Corri corri e non ti fermare

Corri, corri erano state le sue parole, corri e non ti fermare.
Ed io non mi ero neanche voltato, correvo come in vento, non ricordavo di aver mai corso così forte.
Correvo e non pensavo al cuore che sembravo uscirmi dal petto, non pensavo ai polmoni che cercavano aria e sembravano impazziti, non pensavo al dolore alla milza che chiedeva un attimo di tregua.
Correvo come il vento e non ascoltavo il mio corpo che chiedeva un secondo per riacquistare le sue energie.
Sentivo le gocce, piccole gocce di sudore, uscire da ogni poro del mio corpo.
Mi sembrava ancora di sentire quella voce che urlava, corri! Non ti fermare, corri!

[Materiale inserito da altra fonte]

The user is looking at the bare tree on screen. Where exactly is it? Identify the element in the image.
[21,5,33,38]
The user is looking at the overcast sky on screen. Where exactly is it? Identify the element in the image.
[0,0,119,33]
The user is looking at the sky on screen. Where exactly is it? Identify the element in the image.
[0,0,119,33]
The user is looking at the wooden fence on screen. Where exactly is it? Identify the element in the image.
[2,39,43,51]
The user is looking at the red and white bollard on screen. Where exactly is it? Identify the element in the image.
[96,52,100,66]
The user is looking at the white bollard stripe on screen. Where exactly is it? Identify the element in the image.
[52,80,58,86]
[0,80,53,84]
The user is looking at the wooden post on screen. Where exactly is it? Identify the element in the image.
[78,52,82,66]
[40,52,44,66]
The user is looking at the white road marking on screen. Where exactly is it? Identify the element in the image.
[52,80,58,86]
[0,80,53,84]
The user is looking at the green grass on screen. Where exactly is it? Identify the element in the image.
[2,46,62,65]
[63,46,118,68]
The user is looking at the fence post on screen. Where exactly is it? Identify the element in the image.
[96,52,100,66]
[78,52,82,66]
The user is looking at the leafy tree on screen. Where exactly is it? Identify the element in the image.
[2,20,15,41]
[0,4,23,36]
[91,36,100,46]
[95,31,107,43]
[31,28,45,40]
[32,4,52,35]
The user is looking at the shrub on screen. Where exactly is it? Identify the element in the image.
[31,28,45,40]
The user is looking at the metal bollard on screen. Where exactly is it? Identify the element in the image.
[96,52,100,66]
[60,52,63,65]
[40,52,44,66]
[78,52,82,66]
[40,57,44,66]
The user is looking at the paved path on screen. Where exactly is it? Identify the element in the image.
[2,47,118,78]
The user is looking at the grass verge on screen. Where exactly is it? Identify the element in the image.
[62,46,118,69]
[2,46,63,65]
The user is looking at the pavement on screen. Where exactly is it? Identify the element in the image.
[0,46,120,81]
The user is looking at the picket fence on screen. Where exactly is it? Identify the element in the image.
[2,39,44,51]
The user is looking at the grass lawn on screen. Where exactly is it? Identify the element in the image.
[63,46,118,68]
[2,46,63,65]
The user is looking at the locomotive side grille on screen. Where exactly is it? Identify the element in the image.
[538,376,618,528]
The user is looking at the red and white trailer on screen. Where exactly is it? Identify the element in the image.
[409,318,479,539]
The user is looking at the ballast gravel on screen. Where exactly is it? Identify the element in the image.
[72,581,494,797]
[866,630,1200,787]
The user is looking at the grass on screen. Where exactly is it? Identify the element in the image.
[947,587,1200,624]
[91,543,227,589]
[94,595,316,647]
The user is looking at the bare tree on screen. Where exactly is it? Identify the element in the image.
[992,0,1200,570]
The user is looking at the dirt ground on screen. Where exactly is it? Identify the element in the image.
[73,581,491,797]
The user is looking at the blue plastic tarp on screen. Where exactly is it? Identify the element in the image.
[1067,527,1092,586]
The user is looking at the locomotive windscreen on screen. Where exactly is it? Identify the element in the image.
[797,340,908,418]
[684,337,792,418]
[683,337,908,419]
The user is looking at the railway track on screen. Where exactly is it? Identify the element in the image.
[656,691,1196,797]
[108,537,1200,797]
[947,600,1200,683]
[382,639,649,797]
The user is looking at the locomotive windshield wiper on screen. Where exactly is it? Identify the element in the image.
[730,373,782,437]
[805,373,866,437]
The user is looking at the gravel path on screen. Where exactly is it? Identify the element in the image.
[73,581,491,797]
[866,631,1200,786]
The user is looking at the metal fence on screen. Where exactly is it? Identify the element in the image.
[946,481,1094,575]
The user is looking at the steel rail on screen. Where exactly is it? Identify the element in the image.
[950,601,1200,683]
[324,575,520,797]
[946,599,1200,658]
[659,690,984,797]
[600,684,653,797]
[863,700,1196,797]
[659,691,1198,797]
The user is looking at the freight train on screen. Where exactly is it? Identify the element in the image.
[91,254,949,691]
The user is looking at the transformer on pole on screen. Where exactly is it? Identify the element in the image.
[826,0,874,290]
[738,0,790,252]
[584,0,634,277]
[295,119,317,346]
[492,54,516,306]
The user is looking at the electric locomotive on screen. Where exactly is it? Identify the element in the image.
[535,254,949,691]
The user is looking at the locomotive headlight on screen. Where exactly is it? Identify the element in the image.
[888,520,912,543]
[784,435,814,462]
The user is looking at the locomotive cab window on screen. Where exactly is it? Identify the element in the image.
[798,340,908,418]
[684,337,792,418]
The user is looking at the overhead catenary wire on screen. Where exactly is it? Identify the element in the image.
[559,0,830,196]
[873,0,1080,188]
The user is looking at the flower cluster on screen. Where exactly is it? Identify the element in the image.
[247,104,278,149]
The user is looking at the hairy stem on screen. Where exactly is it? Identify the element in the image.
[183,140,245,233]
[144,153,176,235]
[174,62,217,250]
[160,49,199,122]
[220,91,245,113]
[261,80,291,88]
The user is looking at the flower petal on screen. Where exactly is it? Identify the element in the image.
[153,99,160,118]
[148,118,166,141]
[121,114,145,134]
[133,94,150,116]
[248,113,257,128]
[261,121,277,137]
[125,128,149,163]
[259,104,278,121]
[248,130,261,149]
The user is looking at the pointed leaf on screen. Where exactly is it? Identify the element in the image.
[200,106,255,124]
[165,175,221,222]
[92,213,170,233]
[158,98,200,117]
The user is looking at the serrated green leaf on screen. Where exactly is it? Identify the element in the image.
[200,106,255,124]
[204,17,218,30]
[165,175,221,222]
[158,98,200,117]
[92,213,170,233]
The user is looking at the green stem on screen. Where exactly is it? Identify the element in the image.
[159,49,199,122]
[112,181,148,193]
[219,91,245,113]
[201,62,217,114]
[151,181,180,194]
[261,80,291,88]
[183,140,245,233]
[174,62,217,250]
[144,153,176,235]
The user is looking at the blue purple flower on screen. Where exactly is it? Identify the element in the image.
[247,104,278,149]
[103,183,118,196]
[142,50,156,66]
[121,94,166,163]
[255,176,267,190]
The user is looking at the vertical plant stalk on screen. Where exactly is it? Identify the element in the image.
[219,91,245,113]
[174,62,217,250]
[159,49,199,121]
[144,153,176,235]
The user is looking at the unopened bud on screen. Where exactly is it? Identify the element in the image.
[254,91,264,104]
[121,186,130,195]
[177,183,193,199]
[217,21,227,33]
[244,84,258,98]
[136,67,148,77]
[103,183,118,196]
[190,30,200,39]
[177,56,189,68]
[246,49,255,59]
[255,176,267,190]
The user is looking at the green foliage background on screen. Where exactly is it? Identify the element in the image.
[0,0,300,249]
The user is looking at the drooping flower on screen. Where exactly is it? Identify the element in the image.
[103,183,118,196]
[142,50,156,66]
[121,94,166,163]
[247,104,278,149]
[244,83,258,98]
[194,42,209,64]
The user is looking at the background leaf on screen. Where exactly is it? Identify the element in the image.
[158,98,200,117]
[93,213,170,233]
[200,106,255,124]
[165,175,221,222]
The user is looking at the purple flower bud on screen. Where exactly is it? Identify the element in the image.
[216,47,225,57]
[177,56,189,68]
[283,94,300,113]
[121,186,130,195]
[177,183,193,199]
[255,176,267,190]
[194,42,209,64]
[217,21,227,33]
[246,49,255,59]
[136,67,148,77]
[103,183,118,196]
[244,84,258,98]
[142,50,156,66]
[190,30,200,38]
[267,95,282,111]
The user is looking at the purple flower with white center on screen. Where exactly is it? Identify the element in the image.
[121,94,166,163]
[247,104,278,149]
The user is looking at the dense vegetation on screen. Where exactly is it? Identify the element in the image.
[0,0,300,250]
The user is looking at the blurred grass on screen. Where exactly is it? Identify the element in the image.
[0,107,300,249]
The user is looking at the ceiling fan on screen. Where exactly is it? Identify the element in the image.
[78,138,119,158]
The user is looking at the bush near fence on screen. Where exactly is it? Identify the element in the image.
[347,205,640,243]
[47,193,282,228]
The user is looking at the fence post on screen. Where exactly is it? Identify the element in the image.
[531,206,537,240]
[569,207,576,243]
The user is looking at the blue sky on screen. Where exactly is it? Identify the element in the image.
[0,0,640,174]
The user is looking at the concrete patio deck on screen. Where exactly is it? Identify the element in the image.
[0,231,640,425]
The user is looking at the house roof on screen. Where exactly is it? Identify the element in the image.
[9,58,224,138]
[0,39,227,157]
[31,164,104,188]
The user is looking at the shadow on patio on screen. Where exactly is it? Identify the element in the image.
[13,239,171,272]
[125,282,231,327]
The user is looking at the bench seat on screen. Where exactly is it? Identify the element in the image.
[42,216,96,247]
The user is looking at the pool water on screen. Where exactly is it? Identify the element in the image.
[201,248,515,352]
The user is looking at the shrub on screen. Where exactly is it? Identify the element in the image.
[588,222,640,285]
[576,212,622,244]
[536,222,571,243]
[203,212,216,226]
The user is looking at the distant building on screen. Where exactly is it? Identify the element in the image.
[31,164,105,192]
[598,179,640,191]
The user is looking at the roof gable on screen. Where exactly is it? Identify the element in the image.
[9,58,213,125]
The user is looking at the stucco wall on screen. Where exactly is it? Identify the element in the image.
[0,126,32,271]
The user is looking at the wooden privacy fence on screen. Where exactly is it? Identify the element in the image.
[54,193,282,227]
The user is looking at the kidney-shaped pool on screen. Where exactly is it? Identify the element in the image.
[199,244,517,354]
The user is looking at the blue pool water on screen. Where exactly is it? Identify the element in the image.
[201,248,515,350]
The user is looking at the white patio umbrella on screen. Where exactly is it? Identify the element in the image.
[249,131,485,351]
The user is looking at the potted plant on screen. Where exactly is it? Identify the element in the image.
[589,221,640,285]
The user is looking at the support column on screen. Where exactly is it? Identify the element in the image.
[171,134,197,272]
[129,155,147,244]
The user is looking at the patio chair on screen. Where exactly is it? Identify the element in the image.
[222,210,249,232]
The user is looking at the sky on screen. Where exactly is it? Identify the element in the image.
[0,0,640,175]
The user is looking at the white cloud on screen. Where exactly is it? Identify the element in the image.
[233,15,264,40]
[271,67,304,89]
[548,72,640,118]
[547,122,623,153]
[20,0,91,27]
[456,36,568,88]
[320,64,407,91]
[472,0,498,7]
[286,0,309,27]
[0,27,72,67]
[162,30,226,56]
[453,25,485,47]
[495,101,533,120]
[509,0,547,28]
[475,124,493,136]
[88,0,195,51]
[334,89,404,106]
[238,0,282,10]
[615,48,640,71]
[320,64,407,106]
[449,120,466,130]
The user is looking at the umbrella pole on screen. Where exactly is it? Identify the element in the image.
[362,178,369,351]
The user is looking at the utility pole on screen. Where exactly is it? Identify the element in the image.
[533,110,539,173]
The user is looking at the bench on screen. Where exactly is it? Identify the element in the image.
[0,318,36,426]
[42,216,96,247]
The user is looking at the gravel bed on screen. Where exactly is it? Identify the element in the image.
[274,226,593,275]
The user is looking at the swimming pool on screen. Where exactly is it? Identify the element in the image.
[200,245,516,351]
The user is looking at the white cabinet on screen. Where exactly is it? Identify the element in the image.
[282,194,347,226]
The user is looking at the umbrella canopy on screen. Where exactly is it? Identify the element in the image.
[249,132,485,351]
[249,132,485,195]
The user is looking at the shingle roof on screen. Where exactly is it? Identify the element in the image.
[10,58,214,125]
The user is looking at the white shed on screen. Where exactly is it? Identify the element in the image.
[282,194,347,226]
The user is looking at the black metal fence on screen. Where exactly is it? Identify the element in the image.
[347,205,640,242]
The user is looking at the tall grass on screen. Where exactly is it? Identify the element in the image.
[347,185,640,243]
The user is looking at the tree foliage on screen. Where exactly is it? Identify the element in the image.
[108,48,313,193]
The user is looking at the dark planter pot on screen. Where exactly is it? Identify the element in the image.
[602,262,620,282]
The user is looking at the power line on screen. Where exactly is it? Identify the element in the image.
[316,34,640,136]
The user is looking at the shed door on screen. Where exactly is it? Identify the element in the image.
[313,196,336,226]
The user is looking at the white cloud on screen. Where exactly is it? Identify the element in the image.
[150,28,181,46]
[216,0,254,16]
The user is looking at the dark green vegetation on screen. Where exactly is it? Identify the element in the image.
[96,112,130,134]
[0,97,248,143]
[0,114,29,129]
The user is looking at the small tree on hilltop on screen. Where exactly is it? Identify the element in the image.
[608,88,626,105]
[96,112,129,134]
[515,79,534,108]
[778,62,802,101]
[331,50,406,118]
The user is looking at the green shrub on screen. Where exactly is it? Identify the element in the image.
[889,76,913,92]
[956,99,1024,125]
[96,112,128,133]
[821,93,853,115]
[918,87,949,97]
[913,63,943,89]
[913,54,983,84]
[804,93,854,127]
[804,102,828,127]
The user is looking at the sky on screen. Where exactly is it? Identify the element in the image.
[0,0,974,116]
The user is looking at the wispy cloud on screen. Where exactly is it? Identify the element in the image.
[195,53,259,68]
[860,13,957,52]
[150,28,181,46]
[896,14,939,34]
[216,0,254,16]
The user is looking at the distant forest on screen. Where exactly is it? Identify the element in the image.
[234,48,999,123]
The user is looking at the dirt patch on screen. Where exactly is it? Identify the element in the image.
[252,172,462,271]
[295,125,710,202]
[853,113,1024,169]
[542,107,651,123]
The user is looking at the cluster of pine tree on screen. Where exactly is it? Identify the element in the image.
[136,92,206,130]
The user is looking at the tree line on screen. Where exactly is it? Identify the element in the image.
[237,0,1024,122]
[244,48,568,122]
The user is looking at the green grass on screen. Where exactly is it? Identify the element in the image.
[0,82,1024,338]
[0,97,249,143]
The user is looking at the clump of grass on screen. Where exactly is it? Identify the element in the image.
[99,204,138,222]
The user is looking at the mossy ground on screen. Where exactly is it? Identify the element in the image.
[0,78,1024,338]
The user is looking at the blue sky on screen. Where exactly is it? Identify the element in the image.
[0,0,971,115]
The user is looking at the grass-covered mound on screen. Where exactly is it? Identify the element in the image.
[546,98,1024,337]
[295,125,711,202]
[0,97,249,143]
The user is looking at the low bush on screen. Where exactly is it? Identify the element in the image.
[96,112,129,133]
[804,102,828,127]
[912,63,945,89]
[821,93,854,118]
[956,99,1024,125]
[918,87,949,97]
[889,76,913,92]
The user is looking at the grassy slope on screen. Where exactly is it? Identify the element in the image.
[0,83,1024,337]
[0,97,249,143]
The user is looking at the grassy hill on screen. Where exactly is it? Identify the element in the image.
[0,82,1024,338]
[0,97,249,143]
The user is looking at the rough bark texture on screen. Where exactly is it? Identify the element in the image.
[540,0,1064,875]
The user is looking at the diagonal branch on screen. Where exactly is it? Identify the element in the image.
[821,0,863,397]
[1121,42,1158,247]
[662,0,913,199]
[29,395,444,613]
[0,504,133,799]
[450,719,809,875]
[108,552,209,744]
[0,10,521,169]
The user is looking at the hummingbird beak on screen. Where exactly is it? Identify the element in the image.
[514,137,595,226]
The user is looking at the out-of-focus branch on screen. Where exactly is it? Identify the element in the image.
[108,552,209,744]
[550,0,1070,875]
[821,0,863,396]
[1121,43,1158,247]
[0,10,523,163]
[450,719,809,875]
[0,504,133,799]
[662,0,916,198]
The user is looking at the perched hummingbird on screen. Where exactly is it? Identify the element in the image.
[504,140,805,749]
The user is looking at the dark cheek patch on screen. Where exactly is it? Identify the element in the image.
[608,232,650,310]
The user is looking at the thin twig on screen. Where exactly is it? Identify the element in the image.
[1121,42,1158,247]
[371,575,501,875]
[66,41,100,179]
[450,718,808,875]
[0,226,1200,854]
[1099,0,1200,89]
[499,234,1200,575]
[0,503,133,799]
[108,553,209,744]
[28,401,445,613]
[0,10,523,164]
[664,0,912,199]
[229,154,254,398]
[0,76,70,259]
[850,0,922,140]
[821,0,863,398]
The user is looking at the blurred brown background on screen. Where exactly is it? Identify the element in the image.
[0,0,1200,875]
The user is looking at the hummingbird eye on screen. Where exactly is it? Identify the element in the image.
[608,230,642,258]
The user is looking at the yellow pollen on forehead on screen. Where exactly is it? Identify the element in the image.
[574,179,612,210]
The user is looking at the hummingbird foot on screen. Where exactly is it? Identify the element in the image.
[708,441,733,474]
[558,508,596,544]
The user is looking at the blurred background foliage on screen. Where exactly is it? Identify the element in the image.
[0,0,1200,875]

La gente mi guardava passare, vedovo visi perplessi, vedevo persone muovere la testa.
Vedevo qualcuno che, ogni tanto, cercava di fermare la mia corsa, ma io niente, lo evitavo, con una finta del busto. Nessuno sarebbe riuscito a fermarmi, ne ero sicuro .
E poi? E poi ricordo di essermi fermato improvvisamente, nella testa ancora quella voce corri, ma davanti me ora avevo lei.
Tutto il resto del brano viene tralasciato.